Tudo é uma questão de escolha, e não há ingenuidade aqui. Como professora de arquitetura e urbanismo, a motivação para explorar essa temática e criar esses termos foi auxiliar na formação de novos arquitetos, para lhes dar uma lente que lhes fizesse ver esses efeitos específicos da forma arquitetônica, a ser usada na sala de aula e incorporada para a vida profissional afora.
No entanto, sei que grande parte da produção da arquitetura hostil não vem de desconhecimento de seus efeitos, mas de escolhas conscientes — políticas, sobretudo, mas também econômico-financeiras, sendo que legislações restritivas e anacrônicas também levam a isso. Netto, Saboya, Vargas e Carvalho, no livro Efeitos da arquitetura, dizem que “quando coisas e relações ganham nomes, elas passam a existir conscientemente em nossas visões e práticas”.

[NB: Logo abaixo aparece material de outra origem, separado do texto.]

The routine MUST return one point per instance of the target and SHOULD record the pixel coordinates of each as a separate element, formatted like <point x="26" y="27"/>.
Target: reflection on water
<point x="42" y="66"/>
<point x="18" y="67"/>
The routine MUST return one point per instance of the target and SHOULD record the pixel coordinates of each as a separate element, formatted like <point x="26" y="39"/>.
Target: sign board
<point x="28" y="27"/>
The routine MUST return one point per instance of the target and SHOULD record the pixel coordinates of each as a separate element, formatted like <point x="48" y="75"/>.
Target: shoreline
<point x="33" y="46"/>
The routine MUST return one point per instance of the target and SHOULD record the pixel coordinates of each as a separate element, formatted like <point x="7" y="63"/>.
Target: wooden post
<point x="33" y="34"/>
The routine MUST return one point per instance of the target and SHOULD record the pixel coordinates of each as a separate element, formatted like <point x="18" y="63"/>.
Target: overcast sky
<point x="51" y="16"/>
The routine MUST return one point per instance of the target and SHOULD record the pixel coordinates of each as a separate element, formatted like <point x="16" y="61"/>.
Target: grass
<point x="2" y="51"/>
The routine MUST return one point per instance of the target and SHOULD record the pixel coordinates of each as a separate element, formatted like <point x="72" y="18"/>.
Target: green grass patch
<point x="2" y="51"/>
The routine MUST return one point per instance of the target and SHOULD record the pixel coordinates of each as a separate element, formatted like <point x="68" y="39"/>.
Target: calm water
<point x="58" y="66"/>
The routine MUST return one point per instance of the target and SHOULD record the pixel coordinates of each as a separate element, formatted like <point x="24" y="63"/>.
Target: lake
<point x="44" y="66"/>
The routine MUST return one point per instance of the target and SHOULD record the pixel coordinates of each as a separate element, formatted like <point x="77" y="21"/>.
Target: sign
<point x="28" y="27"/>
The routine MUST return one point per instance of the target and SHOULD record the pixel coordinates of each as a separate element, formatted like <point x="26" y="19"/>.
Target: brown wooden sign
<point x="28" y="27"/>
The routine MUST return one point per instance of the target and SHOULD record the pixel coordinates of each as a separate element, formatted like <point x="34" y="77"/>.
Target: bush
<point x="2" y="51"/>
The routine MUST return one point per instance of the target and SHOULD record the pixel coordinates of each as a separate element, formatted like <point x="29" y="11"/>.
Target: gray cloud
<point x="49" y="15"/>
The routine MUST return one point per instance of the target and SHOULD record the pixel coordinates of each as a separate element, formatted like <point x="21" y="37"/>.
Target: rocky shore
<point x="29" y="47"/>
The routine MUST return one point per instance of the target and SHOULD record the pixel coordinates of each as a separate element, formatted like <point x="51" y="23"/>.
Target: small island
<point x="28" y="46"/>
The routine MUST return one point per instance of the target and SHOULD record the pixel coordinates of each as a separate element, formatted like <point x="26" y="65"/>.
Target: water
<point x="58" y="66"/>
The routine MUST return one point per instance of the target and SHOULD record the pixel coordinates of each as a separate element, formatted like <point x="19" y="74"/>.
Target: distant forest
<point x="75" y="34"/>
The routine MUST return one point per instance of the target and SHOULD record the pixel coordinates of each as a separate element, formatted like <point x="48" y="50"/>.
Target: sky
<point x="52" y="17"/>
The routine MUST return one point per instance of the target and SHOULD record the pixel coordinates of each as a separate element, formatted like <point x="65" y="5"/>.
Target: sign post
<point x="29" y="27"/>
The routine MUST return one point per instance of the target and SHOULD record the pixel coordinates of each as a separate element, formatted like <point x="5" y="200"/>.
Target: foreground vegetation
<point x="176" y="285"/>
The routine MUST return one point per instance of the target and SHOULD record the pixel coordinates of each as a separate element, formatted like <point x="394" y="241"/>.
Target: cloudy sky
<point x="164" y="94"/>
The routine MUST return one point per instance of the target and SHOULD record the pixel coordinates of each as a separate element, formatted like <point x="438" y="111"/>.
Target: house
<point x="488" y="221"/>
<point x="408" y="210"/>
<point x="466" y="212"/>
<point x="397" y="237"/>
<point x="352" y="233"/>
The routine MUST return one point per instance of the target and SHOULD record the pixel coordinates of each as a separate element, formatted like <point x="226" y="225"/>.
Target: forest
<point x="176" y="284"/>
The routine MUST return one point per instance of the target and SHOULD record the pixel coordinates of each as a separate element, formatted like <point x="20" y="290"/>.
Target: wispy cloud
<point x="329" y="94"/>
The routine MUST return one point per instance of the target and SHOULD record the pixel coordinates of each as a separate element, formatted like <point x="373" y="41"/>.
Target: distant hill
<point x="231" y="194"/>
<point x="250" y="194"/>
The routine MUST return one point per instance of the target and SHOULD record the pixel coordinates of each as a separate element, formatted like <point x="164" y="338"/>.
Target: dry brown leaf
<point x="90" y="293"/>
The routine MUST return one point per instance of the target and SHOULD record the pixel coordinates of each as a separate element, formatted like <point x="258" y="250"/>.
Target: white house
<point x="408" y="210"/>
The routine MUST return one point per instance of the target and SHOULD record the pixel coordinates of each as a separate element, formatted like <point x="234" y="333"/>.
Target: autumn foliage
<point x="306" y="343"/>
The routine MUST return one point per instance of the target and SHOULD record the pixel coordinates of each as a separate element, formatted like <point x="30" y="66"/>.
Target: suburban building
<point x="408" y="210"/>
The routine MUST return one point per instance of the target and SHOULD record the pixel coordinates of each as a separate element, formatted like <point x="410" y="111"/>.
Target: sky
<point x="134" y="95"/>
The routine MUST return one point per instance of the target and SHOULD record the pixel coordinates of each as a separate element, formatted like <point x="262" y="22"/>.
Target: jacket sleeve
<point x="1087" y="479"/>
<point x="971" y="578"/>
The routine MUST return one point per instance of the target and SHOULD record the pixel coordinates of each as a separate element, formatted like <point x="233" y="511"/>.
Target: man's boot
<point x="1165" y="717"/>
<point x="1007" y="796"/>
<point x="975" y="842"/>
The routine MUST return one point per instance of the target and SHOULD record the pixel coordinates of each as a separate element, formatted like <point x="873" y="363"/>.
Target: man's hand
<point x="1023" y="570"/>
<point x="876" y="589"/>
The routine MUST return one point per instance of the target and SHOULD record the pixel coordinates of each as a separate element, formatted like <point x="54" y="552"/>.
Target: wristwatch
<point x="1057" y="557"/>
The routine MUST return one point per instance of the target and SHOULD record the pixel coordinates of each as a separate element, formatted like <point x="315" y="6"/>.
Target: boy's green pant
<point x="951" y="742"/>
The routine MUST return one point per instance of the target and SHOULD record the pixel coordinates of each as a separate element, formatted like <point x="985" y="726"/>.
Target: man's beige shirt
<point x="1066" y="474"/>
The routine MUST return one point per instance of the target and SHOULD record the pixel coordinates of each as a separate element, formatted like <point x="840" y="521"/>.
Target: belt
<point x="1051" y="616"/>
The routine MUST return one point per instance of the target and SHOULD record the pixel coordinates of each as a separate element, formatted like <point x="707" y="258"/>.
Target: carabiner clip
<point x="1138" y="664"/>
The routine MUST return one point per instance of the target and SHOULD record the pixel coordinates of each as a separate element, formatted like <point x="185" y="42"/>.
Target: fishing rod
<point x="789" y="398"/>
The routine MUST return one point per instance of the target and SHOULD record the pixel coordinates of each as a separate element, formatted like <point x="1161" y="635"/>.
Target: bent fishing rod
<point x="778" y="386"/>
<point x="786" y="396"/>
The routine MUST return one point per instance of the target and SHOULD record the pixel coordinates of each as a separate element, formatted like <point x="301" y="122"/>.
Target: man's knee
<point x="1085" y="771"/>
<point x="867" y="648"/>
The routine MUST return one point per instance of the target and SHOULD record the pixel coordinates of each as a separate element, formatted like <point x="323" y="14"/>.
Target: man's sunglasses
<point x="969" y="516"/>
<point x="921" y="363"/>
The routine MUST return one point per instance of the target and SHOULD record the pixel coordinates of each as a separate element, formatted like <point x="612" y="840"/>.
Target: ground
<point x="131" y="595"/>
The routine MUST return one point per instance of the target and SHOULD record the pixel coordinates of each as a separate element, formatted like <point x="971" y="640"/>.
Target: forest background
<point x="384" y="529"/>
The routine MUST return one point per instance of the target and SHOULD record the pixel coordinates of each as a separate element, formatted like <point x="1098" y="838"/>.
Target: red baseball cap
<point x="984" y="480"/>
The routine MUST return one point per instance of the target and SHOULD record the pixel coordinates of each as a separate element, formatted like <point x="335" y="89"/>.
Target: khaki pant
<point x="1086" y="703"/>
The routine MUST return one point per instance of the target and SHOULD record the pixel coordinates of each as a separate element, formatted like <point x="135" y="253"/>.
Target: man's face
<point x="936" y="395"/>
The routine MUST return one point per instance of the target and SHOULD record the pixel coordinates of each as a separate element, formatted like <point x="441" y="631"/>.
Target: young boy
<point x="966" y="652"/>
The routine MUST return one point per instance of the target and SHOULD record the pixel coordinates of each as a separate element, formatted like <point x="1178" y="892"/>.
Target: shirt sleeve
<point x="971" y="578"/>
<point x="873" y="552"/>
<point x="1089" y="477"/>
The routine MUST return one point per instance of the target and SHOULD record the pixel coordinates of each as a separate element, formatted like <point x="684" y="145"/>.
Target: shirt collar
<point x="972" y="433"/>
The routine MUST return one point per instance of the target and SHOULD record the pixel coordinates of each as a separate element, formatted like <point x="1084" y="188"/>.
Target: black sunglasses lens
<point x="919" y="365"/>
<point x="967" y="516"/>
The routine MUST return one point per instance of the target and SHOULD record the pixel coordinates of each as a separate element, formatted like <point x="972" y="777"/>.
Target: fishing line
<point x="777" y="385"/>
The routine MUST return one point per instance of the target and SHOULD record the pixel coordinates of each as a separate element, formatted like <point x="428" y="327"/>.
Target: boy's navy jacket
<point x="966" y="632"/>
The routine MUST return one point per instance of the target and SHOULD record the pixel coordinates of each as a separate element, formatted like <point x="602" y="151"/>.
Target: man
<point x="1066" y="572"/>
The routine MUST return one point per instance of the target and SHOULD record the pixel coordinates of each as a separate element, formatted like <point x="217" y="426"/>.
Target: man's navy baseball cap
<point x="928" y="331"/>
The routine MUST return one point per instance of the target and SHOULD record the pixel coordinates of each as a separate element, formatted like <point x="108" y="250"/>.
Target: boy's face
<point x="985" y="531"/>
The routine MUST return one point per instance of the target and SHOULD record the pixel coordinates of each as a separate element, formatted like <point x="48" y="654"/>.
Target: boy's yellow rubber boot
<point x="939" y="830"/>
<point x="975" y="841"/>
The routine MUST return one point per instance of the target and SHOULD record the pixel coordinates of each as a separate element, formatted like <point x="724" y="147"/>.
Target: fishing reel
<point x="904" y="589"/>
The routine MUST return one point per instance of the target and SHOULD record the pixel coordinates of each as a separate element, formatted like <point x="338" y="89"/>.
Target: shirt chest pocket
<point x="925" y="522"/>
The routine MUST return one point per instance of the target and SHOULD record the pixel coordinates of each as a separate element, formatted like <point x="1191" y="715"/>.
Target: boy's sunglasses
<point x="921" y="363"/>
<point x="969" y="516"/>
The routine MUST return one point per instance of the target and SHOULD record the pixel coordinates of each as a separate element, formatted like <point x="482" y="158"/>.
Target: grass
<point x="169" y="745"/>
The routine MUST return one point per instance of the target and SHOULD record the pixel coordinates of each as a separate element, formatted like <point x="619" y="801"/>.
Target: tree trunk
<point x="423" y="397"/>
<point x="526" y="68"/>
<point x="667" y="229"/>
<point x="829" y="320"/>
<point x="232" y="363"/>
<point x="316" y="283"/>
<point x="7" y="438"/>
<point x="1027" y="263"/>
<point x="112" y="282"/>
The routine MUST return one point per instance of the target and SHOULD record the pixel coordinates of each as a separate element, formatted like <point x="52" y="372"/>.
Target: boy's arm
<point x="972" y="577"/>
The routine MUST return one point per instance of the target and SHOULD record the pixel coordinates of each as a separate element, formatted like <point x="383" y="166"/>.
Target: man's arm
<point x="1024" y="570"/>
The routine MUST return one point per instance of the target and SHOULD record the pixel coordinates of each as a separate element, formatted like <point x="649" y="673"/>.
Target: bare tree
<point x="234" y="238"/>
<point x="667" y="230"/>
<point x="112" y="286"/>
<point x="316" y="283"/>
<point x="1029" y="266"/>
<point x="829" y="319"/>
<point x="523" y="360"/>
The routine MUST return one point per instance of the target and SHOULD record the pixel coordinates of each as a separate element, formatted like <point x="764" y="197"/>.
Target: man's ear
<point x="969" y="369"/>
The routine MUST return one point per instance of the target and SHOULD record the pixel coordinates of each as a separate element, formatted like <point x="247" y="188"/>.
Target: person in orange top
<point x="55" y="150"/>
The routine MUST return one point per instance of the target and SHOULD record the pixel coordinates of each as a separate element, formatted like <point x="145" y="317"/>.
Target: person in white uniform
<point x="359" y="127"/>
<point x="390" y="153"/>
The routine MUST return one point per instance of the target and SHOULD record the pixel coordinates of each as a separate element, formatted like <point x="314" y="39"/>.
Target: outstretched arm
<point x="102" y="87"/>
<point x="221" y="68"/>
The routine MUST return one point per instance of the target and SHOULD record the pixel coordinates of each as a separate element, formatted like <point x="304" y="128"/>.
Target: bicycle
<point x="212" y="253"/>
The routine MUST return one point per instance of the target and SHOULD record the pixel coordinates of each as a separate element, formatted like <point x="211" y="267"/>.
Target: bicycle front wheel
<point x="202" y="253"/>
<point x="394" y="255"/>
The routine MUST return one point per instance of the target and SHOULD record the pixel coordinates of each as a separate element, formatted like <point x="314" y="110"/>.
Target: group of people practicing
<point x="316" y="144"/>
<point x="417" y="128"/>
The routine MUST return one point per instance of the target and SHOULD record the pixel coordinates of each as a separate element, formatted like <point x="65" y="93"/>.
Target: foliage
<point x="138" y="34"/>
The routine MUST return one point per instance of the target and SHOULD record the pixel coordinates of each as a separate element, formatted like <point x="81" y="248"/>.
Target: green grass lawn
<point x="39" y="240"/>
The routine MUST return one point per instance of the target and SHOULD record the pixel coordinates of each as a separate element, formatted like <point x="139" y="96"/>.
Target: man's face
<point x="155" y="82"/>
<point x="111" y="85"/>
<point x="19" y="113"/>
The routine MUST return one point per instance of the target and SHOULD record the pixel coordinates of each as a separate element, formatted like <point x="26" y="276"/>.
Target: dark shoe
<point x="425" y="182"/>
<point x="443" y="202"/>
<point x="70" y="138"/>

As expressões edifício gentil e edifício hostil são propostas para destacar padrões de interface positivos e negativos e, com isso, auxiliar arquitetos e não-arquitetos a distinguir os edifícios que prestam um serviço dos que prestam um desserviço ao espaço público e à vida pública de nossas cidades. A contribuição vem no sentido de denominar o fenômeno, tornando didática a sua compreensão para, com sorte, orientar práticas arquitetônicas mais generosas.
Via Caos Planejado.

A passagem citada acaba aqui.